Oh, I also forgot to include the fact that this is a Replicate
volume. That's kind of a critical feature, if I want to use
dangerous RAID configurations like RAID0.
Hi everyone!
We have a gluster array of three servers supporting a large
mail server with about 10,000 e-mail accounts with the Maildir
file format. This means lots of random small file reads and
writes. Gluster's performance hasn't been great since we
switched to it from a local disk on a single server, but we're
aiming for high availability here, since simply restoring that
mail from backups (or even backing it up in the first place)
takes a day or two. Clearly, some kind of network drive is what
we need, and Gluster does the job better than every other
solution we've looked at so far.
The problem comes from the fact that when I set out on this
project, I'd never done any kind of performance tuning before.

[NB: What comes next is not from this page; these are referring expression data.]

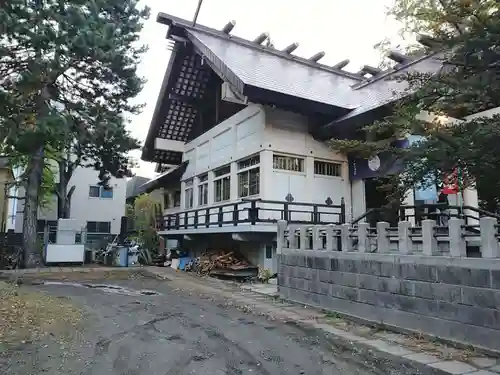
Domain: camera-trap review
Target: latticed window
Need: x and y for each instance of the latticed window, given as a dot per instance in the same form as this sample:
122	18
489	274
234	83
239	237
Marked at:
327	168
249	177
203	190
222	184
288	163
188	195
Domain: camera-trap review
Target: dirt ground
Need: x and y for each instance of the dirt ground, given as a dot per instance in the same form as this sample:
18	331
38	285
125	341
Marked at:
138	325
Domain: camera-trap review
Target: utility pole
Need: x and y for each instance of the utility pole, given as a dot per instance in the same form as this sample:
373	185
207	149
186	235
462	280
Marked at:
197	12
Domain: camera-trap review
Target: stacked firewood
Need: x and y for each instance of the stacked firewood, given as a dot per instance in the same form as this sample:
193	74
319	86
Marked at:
220	260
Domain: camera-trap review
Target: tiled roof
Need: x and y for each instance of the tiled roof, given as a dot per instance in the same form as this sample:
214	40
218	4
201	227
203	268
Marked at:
134	186
259	68
387	88
265	75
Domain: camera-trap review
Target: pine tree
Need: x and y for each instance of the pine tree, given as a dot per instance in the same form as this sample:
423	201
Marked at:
466	35
65	66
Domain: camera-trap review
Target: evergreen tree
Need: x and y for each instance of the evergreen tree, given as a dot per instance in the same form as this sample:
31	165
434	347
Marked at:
64	67
465	35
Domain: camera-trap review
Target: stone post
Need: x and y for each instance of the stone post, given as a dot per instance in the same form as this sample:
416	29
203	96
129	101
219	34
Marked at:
404	239
429	241
317	239
345	235
292	237
363	240
304	237
457	239
331	234
280	236
489	240
382	237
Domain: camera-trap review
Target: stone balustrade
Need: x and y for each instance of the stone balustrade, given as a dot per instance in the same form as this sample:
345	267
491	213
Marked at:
429	239
409	278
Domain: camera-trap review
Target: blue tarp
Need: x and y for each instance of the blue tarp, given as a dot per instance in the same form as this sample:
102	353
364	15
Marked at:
183	262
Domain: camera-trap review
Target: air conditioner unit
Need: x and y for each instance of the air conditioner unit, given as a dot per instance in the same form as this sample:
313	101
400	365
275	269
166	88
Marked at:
230	96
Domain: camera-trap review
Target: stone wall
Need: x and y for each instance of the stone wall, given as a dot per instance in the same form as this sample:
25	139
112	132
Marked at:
452	298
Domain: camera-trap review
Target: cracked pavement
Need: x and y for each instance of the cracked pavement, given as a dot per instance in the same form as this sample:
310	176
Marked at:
178	332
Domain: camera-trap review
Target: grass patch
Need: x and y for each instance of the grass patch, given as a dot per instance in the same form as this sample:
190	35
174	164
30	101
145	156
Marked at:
27	316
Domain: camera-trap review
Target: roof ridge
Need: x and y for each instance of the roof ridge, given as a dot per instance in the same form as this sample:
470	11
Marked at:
390	72
170	20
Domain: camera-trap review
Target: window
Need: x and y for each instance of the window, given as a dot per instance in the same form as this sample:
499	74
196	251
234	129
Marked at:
203	190
177	198
188	194
222	184
51	226
222	171
94	191
327	169
97	191
288	163
269	251
106	192
249	177
166	200
98	227
254	160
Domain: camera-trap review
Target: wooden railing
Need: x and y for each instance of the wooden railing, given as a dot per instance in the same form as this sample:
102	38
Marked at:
253	211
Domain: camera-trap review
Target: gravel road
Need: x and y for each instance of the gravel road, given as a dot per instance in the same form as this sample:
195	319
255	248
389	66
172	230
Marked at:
127	332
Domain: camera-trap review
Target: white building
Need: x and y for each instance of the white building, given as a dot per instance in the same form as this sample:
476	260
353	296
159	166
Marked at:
98	211
244	126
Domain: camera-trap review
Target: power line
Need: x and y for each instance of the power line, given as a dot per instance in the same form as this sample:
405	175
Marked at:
197	12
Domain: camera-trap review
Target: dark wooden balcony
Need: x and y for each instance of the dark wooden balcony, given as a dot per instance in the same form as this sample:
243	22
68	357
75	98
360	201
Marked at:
253	212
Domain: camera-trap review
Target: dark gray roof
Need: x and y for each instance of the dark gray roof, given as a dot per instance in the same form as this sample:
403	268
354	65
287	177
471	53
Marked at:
4	162
265	75
134	186
259	68
173	175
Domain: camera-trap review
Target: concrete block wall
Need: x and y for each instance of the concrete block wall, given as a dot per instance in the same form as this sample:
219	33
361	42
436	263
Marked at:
453	298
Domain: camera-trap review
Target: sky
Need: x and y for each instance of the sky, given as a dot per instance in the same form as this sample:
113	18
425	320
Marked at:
344	29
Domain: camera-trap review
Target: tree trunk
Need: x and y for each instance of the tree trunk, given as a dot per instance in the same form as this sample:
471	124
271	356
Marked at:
63	195
32	250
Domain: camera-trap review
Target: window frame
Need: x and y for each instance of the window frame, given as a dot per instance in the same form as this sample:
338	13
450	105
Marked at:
290	158
222	179
97	229
177	198
328	163
245	168
101	189
203	190
189	194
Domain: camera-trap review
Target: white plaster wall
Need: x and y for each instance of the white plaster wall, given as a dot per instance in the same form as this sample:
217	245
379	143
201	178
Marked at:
83	207
231	140
259	129
289	134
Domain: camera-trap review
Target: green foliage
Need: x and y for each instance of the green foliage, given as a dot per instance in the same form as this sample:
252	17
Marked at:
68	70
143	214
468	32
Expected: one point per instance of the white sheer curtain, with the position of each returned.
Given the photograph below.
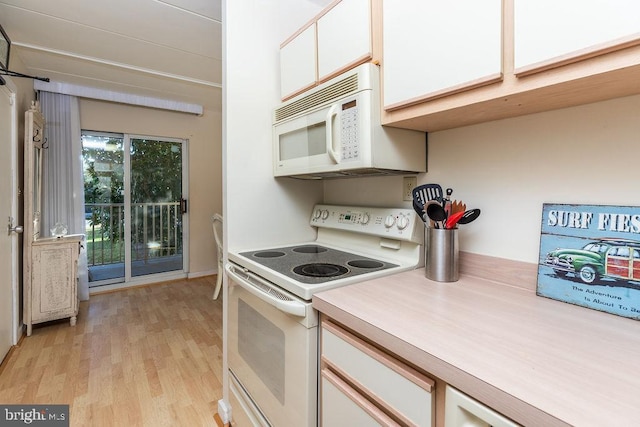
(63, 182)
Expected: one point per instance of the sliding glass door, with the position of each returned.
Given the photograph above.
(134, 206)
(156, 206)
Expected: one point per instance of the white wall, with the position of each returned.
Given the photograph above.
(259, 210)
(509, 168)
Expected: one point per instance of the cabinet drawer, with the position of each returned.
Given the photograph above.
(461, 410)
(396, 386)
(344, 406)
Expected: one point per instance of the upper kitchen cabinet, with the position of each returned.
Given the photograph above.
(435, 48)
(550, 33)
(336, 40)
(554, 55)
(298, 62)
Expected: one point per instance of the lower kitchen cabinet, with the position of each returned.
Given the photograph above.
(463, 411)
(363, 385)
(51, 291)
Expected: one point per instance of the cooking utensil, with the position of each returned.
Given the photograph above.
(447, 202)
(419, 210)
(423, 193)
(452, 220)
(469, 216)
(436, 212)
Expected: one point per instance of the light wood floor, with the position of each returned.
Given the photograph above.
(148, 356)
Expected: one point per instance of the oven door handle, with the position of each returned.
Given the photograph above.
(265, 291)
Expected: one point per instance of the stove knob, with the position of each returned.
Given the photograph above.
(403, 221)
(389, 221)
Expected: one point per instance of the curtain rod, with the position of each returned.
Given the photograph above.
(119, 97)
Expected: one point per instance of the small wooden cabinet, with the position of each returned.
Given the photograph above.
(53, 289)
(50, 279)
(362, 385)
(336, 40)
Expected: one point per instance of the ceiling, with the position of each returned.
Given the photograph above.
(168, 49)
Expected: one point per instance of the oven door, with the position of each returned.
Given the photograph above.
(273, 343)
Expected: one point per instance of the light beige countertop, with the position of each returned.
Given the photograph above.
(538, 361)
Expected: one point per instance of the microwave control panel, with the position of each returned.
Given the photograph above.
(349, 131)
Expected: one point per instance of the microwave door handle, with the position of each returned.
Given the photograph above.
(333, 111)
(262, 290)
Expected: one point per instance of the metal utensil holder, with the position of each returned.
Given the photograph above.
(441, 254)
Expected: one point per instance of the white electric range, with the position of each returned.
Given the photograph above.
(272, 327)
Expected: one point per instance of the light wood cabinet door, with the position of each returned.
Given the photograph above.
(298, 62)
(372, 383)
(52, 291)
(338, 39)
(551, 33)
(344, 37)
(433, 48)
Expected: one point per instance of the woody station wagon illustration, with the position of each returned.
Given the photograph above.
(590, 256)
(617, 259)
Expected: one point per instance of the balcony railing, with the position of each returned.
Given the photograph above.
(156, 232)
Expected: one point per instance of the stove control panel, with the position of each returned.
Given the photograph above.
(392, 223)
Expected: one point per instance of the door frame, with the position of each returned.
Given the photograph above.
(16, 192)
(132, 281)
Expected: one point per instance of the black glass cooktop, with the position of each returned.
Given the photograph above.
(314, 264)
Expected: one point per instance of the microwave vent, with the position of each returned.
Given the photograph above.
(337, 90)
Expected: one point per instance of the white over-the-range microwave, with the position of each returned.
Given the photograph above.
(334, 130)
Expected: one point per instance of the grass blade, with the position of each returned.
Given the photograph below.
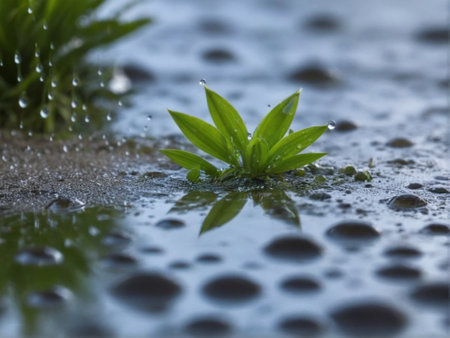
(203, 135)
(190, 161)
(293, 162)
(295, 142)
(275, 125)
(227, 119)
(224, 211)
(257, 151)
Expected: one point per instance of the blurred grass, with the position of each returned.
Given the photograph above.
(52, 39)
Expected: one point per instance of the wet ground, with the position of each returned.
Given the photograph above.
(104, 237)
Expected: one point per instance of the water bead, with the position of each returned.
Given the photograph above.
(44, 113)
(17, 58)
(23, 102)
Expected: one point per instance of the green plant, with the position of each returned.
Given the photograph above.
(264, 153)
(46, 81)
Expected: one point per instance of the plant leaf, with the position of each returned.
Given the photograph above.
(203, 135)
(224, 210)
(293, 162)
(190, 161)
(193, 175)
(275, 125)
(227, 119)
(295, 143)
(257, 151)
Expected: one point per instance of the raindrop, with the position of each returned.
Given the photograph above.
(75, 82)
(44, 113)
(23, 102)
(17, 58)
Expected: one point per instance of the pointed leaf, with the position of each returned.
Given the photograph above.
(224, 211)
(295, 143)
(257, 151)
(227, 119)
(193, 175)
(203, 135)
(293, 162)
(275, 125)
(190, 161)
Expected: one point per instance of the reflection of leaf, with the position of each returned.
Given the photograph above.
(278, 205)
(194, 200)
(224, 210)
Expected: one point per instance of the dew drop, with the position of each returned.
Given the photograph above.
(17, 58)
(44, 113)
(23, 102)
(75, 82)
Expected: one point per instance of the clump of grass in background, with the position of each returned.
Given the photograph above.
(267, 152)
(46, 82)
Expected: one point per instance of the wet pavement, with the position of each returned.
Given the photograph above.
(105, 237)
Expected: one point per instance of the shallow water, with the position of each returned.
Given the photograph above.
(130, 248)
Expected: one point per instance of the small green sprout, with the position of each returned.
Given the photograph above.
(266, 152)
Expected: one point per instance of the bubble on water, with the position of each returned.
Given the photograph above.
(17, 58)
(75, 82)
(23, 102)
(44, 112)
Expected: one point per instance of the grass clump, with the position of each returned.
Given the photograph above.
(46, 82)
(267, 152)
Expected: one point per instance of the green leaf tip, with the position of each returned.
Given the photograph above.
(273, 149)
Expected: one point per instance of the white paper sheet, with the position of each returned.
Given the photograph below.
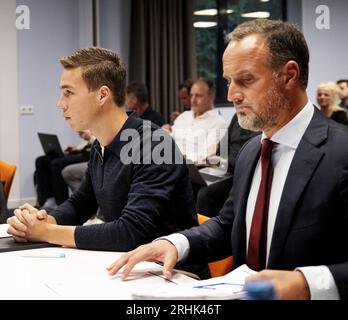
(3, 231)
(227, 287)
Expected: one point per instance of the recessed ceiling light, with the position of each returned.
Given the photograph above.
(257, 14)
(205, 24)
(207, 12)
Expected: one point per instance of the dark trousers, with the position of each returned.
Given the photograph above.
(211, 199)
(48, 176)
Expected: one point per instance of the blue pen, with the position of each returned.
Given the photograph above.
(212, 285)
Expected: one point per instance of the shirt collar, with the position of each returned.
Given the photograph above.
(291, 134)
(116, 144)
(205, 114)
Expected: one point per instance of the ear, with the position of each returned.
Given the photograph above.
(291, 72)
(104, 94)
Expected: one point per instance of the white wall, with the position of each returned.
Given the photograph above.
(328, 48)
(9, 131)
(30, 74)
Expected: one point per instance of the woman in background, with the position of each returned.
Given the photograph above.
(327, 97)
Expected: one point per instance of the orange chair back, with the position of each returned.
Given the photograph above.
(7, 172)
(221, 267)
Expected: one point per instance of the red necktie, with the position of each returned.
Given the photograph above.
(256, 258)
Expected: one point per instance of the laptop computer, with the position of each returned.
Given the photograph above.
(50, 145)
(206, 176)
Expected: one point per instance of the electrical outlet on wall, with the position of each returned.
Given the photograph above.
(26, 110)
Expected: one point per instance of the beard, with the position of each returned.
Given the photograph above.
(272, 106)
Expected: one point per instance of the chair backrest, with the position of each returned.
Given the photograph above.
(7, 172)
(221, 267)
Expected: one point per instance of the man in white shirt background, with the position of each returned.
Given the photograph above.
(305, 248)
(198, 131)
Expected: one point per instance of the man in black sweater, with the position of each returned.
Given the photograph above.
(133, 175)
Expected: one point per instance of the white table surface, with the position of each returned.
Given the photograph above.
(80, 275)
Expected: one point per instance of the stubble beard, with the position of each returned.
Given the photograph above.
(273, 105)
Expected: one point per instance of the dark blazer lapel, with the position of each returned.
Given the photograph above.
(245, 167)
(305, 161)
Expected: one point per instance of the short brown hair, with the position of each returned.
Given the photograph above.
(284, 40)
(100, 67)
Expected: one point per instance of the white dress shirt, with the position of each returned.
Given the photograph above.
(319, 278)
(198, 136)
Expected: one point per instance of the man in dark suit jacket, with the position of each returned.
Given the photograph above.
(266, 64)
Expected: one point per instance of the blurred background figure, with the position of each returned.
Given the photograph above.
(137, 99)
(50, 185)
(327, 97)
(184, 97)
(343, 85)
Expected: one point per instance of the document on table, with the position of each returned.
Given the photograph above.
(3, 231)
(227, 287)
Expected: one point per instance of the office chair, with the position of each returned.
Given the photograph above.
(7, 172)
(221, 267)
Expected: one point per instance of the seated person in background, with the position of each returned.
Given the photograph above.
(184, 97)
(137, 99)
(210, 199)
(343, 85)
(327, 95)
(198, 132)
(293, 228)
(50, 186)
(140, 194)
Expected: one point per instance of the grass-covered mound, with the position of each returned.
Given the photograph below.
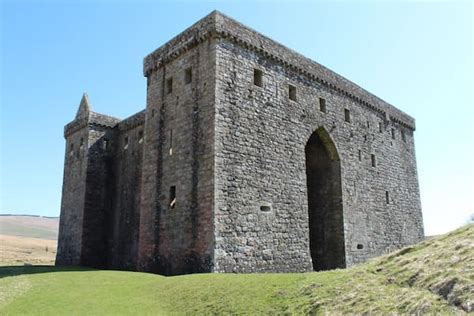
(435, 276)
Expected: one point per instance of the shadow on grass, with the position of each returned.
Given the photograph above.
(6, 271)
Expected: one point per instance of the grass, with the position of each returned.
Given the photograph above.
(15, 250)
(29, 226)
(435, 276)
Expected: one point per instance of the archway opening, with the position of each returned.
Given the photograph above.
(323, 180)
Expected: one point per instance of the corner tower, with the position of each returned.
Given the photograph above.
(85, 200)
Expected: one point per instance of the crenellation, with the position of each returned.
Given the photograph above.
(249, 157)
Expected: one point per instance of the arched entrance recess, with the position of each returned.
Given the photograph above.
(323, 180)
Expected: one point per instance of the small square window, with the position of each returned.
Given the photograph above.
(322, 105)
(347, 115)
(169, 85)
(188, 75)
(292, 92)
(258, 77)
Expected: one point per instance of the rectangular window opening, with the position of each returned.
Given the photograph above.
(171, 142)
(125, 146)
(347, 115)
(172, 202)
(292, 92)
(322, 105)
(169, 85)
(188, 75)
(258, 77)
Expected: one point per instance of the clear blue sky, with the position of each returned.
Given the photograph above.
(416, 55)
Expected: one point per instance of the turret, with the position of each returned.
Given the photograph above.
(85, 205)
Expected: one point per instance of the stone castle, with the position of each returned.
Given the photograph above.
(248, 157)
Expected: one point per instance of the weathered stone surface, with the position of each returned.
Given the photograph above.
(223, 174)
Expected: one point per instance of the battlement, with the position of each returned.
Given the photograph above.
(253, 158)
(94, 118)
(132, 121)
(220, 26)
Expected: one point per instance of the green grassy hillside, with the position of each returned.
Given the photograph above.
(436, 276)
(29, 226)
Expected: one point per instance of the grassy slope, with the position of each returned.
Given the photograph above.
(16, 250)
(436, 276)
(29, 226)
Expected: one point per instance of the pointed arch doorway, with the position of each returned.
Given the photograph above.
(323, 180)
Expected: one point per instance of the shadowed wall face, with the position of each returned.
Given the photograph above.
(326, 228)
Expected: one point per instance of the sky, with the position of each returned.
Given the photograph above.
(417, 56)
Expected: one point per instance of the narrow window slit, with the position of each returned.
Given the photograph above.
(171, 142)
(322, 105)
(258, 77)
(172, 202)
(169, 85)
(125, 146)
(292, 92)
(347, 115)
(188, 75)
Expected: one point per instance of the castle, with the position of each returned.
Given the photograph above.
(248, 157)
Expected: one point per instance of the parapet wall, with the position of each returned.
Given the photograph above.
(217, 25)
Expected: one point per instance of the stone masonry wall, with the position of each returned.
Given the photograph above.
(177, 237)
(72, 201)
(215, 174)
(125, 220)
(260, 159)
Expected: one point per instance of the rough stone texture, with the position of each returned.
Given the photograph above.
(261, 182)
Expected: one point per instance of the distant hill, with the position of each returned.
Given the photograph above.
(29, 226)
(434, 277)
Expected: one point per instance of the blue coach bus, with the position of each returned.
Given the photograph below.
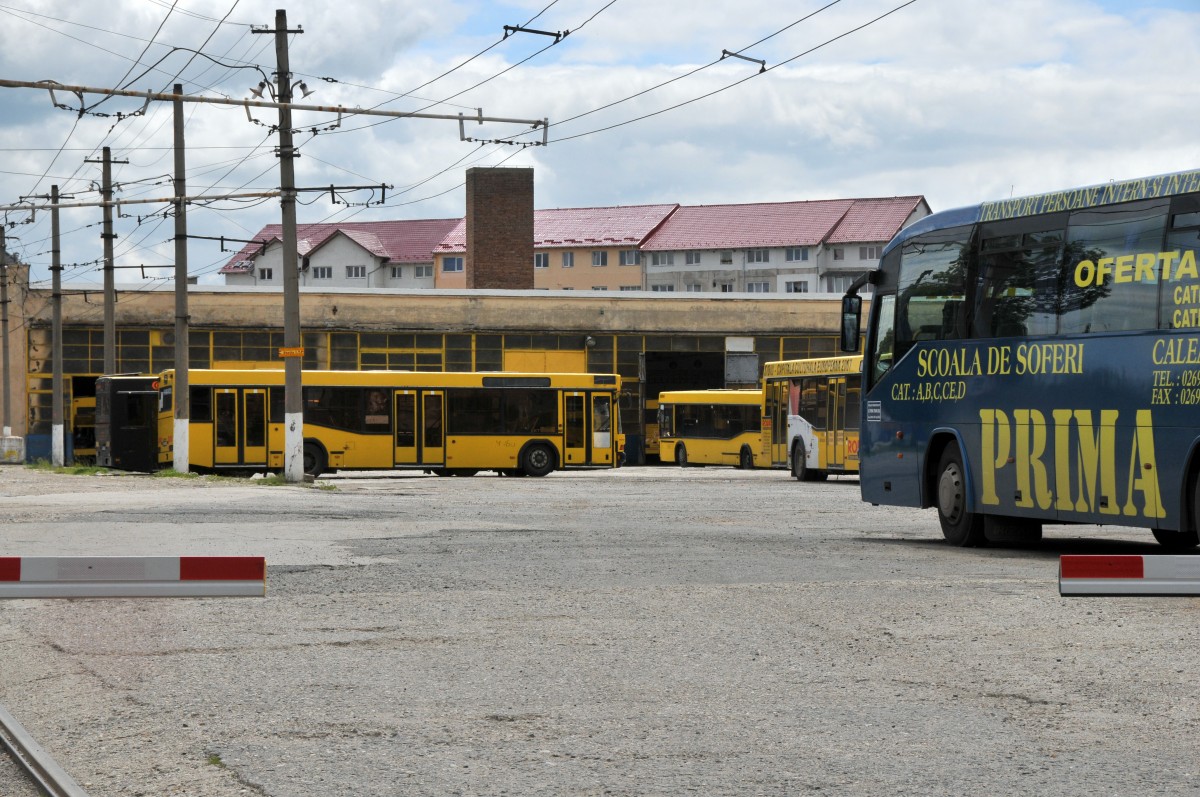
(1037, 360)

We didn't need it. All three of our Gluster servers are set up
in a RAID5 array with a hot spare. I'm starting to think that
the performance woes we have all stem from this fact, and
speaking to one of my colleagues, it was suggested that Gluster
can handle the data integrity just fine on its own, so why don't
we just switch to the fastest possible type, RAID0 and
completely toss out any data integrity on each individual node
in the cluster?
While this sounds good in theory, I'd like to know how well
this works in practice before subjecting our 10,000 e-mail
clients to this experiment. The other possibility is to switch
our Gluster nodes to RAID1 or 10, which might be faster than
RAID5 while still keeping some semblance of data integrity.